Michelle Faul (AP) : On a entendu que pendant les affrontements à San-Pedro, c’est l’ONUCI qui est intervenue pour arrêter les confrontations parce que la population était en danger quand il était en train de lancer les obus, les roquettes en pleine ville où il y a la population. Comment ils ont réussi à faire ça et pourquoi est-ce qu’ils ne peuvent pas faire la même chose à Yopougon et à Abobo. ?
HT : D’abord l’intervention lorsque les combats se déroulent, est une situation très délicate. C’est compliqué pour les armes lourdes parce qu’il faut mesurer les dommages collatéraux, Il ne faut pas que les populations que vous voulez protéger soient victimes de vos actions. Donc cela dépend certainement du terrain, ça dépend de la façon dont la confrontation a lieu ; et des querelles internes sont certainement plus faciles à gérer que des affrontements qui opposent deux groupes armés qui n’appartiennent pas au même bord. C’est peut être pour cela que San Pedro a été plus facile gérer. Mais comme je vous l’ai dit, à Yopougon, il y a une centaine de casques bleus pour faire des patrouilles 24 h sur 24. Ca n’arrête pas. Il ya 4 patrouilles, deux qui se succèdent 24 h sur 24 pour essayer de minimiser les effets négatifs de ce qui se passe à Yopougon .C’est très regrettable, je pense que le peuple ivoirien n’a pas besoin de se genre d’affrontements car les populations ont payé un très lourd tribut déjà aux affrontements qui avaient eu lieu au cours des 04 derniers mois. Nous pensons qu’il est urgent de mettre fin à ce genre d’affrontements. Et nous ferons tout ce qui est en notre pouvoir pour trouver une solution aussi bien politique, diplomatique que par d’autres voies si c’est nécessaire.

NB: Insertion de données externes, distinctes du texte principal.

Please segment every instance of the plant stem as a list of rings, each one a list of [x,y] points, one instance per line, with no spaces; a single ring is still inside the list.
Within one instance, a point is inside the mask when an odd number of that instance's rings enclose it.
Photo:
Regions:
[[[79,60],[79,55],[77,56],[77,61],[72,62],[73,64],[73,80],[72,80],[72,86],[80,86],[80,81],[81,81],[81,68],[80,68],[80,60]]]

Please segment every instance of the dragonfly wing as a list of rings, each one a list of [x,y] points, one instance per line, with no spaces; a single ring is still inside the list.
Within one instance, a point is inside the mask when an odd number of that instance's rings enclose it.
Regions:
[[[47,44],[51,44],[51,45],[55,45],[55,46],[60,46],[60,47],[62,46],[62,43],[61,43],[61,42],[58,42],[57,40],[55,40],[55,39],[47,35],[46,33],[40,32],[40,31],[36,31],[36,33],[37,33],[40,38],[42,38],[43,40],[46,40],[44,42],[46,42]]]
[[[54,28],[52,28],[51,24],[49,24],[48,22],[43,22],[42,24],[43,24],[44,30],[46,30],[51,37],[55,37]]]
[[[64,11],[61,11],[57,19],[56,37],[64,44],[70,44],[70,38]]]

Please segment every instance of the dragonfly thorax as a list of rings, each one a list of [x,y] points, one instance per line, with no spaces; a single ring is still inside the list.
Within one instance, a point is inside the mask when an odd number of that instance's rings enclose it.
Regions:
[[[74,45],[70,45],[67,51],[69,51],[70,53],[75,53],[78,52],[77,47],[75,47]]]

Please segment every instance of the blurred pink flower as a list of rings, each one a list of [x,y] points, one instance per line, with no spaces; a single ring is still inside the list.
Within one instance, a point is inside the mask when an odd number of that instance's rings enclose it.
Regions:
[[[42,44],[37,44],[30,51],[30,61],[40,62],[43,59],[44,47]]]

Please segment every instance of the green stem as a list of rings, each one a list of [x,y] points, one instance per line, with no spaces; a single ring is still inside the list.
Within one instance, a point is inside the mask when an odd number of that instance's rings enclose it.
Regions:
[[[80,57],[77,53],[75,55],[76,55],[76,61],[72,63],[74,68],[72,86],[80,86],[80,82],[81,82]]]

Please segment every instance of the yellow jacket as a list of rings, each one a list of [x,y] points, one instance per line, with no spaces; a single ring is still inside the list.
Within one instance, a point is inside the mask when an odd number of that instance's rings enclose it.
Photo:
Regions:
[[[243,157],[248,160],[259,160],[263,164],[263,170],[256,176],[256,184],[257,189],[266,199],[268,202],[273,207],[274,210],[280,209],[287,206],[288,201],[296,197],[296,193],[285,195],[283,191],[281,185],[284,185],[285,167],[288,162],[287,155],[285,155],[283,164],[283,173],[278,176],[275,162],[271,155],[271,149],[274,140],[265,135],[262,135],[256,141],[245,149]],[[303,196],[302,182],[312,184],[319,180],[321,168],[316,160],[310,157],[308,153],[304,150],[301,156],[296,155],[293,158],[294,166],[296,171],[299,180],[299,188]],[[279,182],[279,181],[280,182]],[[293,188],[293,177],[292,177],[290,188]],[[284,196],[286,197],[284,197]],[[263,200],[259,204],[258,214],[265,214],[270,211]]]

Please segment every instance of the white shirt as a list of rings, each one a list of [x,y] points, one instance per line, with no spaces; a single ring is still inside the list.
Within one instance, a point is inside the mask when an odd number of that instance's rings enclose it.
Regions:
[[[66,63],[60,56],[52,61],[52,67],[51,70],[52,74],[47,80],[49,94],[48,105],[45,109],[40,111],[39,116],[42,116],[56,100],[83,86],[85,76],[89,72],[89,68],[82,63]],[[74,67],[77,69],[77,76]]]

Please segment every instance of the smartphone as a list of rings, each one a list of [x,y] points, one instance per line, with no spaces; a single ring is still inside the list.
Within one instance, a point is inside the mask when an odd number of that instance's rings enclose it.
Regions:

HT: Je disais que nous avons assuré la sécurité du Président de l’Assemblée Nationale [Mamadou Koulibaly] lors de sa visite en Côte d’Ivoire. Vous savez qu’il a rencontré le Président Ouattara. Aujourd’hui nous en ferons de même pour le président du Conseil Constitutionnel, Paul Yao N’Dré qui vient d’Accra pour rencontrer le Président Ouattara.
MF: Encore une question. Qu’est-ce que vous pouvez nous dire au sujet de l’état de Laurent Gbagbo ?
HT : Je n’ai pas de nouvelle particulière au sujet de Laurent Gbagbo. Je sais que l’ONUCI l’a transporté vers le nord du pays à la demande du gouvernement du Président Ouattara. Nous assurons avec les autorités ivoiriennes sa protection. Nous sommes au deuxième niveau, le premier niveau de protection est assuré par les Forces Républicaines et l’ONUCI contribue à la protection de Laurent Gbagbo. Je n’ai pas de nouvelle particulière le concernant. Merci beaucoup et à jeudi prochain.